Dom, ję­zyk – to są kon­krety. I mam wra­że­nie, że bar­dziej tego ta wojna do­ty­czy. Nie zga­dzam się z taką po­wszech­nie gło­szoną tezą, że tam Ukra­ińcy biją się za nas – bo oni się biją za sie­bie. To jest ich po­wód do dzia­ła­nia, a nie ja­kieś ogól­niki: obrona Eu­ropy i tym po­dobne. Acz­kol­wiek nie mamy się co dzi­wić, że cza­sem się po­słu­gują tą re­to­ryką, bo to jest też tra­dy­cyjny mo­tyw pol­skiej hi­sto­rio­gra­fii, my­śle­nia o sa­mych so­bie: że je­ste­śmy przed­mu­rzem i tak da­lej. Ukra­ińcy się bro­nią, biją się za sa­mych sie­bie, na­to­miast za­trzy­ma­nie Ro­sjan na tej li­nii, na któ­rej są te­raz, jest oczy­wi­ście rów­nież w na­szym in­te­re­sie. No i po­my­śla­łem so­bie, że je­śli mogę ja­koś uczy­nić coś po­ży­tecz­nego z mo­jej nie­za­słu­żo­nej po­pu­lar­no­ści, je­śli mogę ją prze­kuć na kon­kretne dzia­ła­nia – a kon­kret tych dzia­łań też się ja­koś wy­raża – to za­czą­łem zbie­rać pie­nią­dze. I już w tej chwili łącz­nie jest ja­kieś mi­lion czte­ry­sta ty­sięcy zło­tych, za które ku­puję sprzęt i go do­wożę. Dla mnie to ważne, że do­wożę go bez­po­śred­nio do żoł­nie­rzy, Ukra­ina to kraj prze­żarty ko­rup­cją, więc wolę, żeby te rze­czy do­cie­rały ode mnie pro­sto do rąk wła­snych od­bior­ców. Cała ta sy­tu­acja, w któ­rej lu­dzie chcą wpła­cać mi pie­nią­dze, opiera się na ja­kimś za­ufa­niu, rę­czę za to swoim do­brym imie­niem, czuję się oczy­wi­ście zo­bo­wią­zany wo­bec tych, któ­rzy te pie­nią­dze wpła­cają, aby rze­czy te do­star­czyć wła­śnie do rąk wła­snych. Wła­ści­wie nie chcę uży­wać tu­taj ka­te­go­rii obo­wiązku, bo to nie jest obo­wią­zek. Obo­wiązki czło­wiek ma ra­czej wo­bec wła­snego pań­stwa, tak uwa­żam, ale nie chciał­bym do końca ży­cia żyć z my­ślą, że kiedy na­le­żało coś zro­bić, ja nie zro­bi­łem nic. I to jest może na­wet ego­istyczne tak na­prawdę, na sa­mym końcu, ale tak mi się wy­daje. To jest pierw­szy po­wód, dla któ­rego to ro­bię. Drugi jest zaś taki, że wojna za­wsze była moim te­ma­tem. Z po­wo­dów ro­dzin­nych. Z tego po­wodu, że wo­jenne do­świad­cze­nie po­ko­le­nia mo­ich dziad­ków było for­ma­cyjne dla nich: i dla męż­czyzn, i dla ko­biet. Mó­wię o po­ko­le­niu lu­dzi uro­dzo­nych gdzieś w oko­li­cach roku 1920, jesz­cze jako oby­wa­teli nie­miec­kich. My­śmy byli wy­cho­wy­wani w cie­niu tej wojny. To był te­mat...
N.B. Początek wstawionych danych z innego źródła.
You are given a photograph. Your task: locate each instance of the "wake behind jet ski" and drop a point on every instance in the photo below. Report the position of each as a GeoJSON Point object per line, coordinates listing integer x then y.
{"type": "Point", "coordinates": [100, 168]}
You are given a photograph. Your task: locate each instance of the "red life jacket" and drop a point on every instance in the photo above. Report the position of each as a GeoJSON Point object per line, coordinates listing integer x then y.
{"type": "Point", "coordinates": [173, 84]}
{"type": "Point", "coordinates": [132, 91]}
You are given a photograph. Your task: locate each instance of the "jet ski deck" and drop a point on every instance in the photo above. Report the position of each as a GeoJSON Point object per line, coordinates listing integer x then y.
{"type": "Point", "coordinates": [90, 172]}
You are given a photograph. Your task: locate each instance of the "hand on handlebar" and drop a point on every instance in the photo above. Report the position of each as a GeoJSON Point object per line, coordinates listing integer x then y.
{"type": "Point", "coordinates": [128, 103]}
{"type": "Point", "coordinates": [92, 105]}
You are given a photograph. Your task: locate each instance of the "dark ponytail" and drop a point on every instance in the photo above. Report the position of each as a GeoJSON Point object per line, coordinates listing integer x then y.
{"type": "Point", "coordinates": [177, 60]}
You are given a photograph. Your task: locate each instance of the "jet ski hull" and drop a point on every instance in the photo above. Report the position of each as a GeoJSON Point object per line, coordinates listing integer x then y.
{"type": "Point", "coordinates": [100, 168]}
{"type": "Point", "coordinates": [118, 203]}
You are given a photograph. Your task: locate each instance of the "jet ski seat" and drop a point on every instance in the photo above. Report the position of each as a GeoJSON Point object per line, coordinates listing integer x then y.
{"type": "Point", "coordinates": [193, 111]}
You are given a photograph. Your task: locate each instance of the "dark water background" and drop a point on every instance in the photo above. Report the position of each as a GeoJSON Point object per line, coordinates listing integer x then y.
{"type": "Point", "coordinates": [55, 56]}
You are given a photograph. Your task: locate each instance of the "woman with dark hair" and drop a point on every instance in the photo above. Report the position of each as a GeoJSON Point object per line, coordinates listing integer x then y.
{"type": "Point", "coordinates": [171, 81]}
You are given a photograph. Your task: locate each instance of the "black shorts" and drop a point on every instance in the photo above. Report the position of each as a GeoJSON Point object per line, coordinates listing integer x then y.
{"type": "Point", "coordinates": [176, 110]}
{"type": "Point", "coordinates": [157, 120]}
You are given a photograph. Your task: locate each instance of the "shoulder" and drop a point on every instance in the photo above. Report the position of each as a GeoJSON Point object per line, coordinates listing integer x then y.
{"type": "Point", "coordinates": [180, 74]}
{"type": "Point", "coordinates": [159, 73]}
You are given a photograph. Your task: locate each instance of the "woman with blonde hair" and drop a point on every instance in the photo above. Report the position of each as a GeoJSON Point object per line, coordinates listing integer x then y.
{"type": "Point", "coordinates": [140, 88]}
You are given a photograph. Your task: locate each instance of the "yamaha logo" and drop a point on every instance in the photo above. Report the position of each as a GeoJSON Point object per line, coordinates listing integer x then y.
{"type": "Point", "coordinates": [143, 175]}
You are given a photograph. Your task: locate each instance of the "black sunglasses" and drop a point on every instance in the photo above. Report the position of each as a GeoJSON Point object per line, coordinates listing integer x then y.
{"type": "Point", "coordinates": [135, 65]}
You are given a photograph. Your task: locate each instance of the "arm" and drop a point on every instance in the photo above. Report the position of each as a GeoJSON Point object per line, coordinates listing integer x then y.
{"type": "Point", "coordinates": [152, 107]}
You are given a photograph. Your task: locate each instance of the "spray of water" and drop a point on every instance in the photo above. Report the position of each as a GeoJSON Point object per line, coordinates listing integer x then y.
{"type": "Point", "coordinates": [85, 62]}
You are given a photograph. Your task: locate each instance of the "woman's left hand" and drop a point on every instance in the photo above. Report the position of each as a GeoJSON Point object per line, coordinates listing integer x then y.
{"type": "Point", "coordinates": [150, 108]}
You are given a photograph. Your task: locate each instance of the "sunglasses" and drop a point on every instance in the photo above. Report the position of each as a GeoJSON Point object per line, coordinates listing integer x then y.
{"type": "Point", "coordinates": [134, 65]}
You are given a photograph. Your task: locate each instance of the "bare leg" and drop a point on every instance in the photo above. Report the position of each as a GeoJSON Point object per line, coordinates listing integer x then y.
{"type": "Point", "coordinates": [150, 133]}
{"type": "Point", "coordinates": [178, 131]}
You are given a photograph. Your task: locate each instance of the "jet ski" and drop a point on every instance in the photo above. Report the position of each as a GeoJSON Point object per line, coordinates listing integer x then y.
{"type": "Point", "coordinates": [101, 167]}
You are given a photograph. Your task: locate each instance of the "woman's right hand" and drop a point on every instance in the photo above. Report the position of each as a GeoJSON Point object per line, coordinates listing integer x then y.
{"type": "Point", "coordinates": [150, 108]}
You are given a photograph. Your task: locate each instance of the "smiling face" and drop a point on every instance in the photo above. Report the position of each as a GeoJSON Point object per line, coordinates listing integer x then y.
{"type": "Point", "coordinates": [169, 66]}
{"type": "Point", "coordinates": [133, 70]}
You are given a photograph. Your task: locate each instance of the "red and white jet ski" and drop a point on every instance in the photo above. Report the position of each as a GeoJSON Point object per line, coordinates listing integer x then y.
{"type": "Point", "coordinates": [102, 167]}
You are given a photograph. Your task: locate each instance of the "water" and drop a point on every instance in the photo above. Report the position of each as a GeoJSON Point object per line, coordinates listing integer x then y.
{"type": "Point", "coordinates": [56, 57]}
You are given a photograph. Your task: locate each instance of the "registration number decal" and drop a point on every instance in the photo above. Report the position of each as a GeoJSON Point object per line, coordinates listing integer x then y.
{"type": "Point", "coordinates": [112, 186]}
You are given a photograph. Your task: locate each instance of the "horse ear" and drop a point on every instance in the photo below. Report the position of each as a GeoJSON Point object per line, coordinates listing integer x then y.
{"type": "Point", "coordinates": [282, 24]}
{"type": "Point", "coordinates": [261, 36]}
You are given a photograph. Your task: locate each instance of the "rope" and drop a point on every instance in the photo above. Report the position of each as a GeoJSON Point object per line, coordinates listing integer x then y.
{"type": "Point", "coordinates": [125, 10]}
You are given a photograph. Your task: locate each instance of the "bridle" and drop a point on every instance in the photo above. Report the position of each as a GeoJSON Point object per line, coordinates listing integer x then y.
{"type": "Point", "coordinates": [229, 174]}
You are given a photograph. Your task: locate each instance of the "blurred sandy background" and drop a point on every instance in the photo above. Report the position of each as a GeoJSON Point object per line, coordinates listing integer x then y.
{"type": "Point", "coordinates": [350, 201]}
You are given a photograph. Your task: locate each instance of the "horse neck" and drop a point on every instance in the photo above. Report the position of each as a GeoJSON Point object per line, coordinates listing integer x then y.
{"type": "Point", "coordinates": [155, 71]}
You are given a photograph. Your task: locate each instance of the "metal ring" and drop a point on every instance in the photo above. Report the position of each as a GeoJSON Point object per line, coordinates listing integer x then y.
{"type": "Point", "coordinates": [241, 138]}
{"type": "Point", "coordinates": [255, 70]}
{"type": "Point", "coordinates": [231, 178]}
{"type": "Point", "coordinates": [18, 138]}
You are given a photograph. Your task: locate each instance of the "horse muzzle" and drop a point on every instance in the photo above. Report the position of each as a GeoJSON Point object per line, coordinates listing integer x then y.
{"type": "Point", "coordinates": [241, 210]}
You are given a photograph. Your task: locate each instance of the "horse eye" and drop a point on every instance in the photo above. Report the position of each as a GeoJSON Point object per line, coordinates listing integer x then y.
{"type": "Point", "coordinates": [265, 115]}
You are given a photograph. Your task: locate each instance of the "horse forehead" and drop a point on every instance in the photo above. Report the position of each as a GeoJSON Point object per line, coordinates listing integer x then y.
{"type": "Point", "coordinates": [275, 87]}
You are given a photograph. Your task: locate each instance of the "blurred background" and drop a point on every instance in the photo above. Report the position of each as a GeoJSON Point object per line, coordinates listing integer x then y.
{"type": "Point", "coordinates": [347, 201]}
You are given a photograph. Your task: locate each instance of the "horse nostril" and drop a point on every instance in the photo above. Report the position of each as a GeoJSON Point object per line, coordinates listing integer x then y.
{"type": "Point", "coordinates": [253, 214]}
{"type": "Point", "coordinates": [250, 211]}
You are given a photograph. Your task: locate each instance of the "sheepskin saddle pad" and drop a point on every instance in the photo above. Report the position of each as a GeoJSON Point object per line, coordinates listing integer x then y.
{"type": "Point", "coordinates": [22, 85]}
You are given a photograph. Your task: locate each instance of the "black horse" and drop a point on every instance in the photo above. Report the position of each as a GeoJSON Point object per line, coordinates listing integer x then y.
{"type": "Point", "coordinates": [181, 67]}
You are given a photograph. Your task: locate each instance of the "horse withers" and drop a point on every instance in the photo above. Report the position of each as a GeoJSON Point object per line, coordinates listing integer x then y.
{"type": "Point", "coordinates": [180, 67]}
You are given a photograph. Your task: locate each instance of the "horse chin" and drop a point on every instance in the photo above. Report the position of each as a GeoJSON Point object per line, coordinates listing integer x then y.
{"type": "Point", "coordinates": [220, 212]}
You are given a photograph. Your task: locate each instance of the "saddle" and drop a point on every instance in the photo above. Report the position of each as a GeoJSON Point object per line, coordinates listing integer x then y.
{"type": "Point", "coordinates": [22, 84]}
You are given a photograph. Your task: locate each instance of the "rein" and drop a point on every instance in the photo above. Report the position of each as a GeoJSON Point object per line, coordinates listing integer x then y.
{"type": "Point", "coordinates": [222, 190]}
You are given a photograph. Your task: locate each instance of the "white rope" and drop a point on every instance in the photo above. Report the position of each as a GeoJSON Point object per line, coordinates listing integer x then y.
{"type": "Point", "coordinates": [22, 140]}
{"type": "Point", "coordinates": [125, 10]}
Prze­pra­szam, że wcho­dzę w słowo, ale to jest dla mnie też cie­kawy wą­tek po­ko­le­niowy, w in­nym aspek­cie. Mówi pan, że był pan wy­cho­wy­wany w cie­niu tej, czyli dru­giej wojny świa­to­wej, choć uro­dził się pan w roku 1979, czyli czter­dzie­ści lat po jej wy­bu­chu, a trzy­dzie­ści cztery lata po jej za­koń­cze­niu. Mam wra­że­nie, że kiedy był pan chłop­cem, to już nie byli tak po­pu­larni na­wet Ja­nek Kos i Czte­rej pan­cerni i pies czy ka­pi­tan Kloss...

W la­tach osiem­dzie­sią­tych chyba jesz­cze był.

Ale to już była scho­dząca, po­wie­dział­bym, for­ma­cja pa­mięci. W każ­dym ra­zie wy­daje mi się, że druga wojna świa­towa była już chyba mniej waż­nym ukła­dem od­nie­sie­nia dla chłop­ców lat osiem­dzie­sią­tych czy po­czątku lat dzie­więć­dzie­sią­tych, niż była, po­wiedzmy, w la­tach sześć­dzie­sią­tych czy zwłasz­cza pięć­dzie­sią­tych.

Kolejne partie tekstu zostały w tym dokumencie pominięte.